Characteristics of temporal-spatial differentiation in landscape pattern vulnerability in Nansihu Lake wetland, China.

LIANG Jia-xin, LI Xin-ju*   

  1. College of Resources and Environment, Shandong Agriculture University, Tai’an 271018, Shandong, China
  • Received:2017-07-17 Online:2018-02-18 Published:2018-02-18
  • Contact: E-mail: lxj0911@126.com
  • Supported by:

    This work was supported by the National Natural Science Foundation of China (41171425).

摘要: 选取南四湖湿地1985、2000年Landsat 5 TM及2015年Landsat 8 OLI遥感影像为数据源,利用敏感度指数和适应度指数构建景观脆弱度指数,结合半变异函数和空间自相关等空间统计学方法,探究南四湖湿地景观格局脆弱度的适宜研究尺度及该尺度下脆弱度的时空分异特征.结果表明: 1 km×1 km等间距网格能消除随机因素对各景观指数值的影响,为适宜研究尺度.1985—2015年,南四湖湿地整体景观格局脆弱度呈恶化趋势,较高、高脆弱度范围随时间显著扩张.脆弱度空间异质性上升,受非结构性因素的影响增强,由空间自相关引起的空间变异略有减弱.脆弱度全局空间正相关性较强,呈空间集聚模式,且集聚现象日趋明显;局域自相关以空间局部聚集为主,高-高区的显著性水平最强,低-低区的显著性随时间增强.气温、降水等自然因素影响湖区景观格局脆弱度的空间分布,社会经济活动、政策体制等人为因素是脆弱度恶化的主要原因.
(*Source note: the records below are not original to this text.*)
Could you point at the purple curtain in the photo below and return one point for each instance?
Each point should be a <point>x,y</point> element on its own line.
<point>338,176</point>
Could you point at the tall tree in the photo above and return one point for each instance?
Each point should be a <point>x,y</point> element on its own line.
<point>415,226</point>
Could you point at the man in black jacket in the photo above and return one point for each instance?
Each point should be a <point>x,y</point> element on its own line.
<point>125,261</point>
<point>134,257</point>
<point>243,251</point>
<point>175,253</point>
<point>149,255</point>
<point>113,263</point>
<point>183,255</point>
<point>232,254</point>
Abstract: With remote sensing images from 1985, 2000 Lantsat 5 TM and 2015 Lantsat 8 OLI as data sources, we tried to select the suitable research scale and examine the temporal-spatial diffe-rentiation with such scale in the Nansihu Lake wetland by using landscape pattern vulnerability index constructed by sensitivity index and adaptability index, and combined with space statistics such as semivariogram and spatial autocorrelation. The results showed that 1 km × 1 km equidistant grid was the suitable research scale, which could eliminate the influence of spatial heterogeneity induced by random factors. From 1985 to 2015, the landscape pattern vulnerability in the Nansihu Lake wetland deteriorated gradually. The high-risk area of landscape pattern vulnerability dramatically expanded with time. The spatial heterogeneity of landscape pattern vulnerability increased, and the influence of non-structural factors on landscape pattern vulnerability strengthened. Spatial variability affected by spatial autocorrelation slightly weakened. Landscape pattern vulnerability had strong general spatial positive correlation, with the significant form of spatial agglomeration. The positive spatial autocorrelation continued to increase and the phenomenon of spatial concentration was more and more obvious over time. The local autocorrelation mainly based on high-high accumulation zone and low-low accumulation zone had stronger spatial autocorrelation among neighboring space units. The high-high accumulation areas showed the strongest level of significance, and the significant level of low-low accumulation zone increased with time. Natural factors, such as temperature and precipitation, affected water-level and landscape distribution, and thus changed the landscape patterns vulnerability of Nansihu Lake wetland. The dominant driver for the deterioration of landscape patterns vulnerability was human activities, including social economy activity and policy system.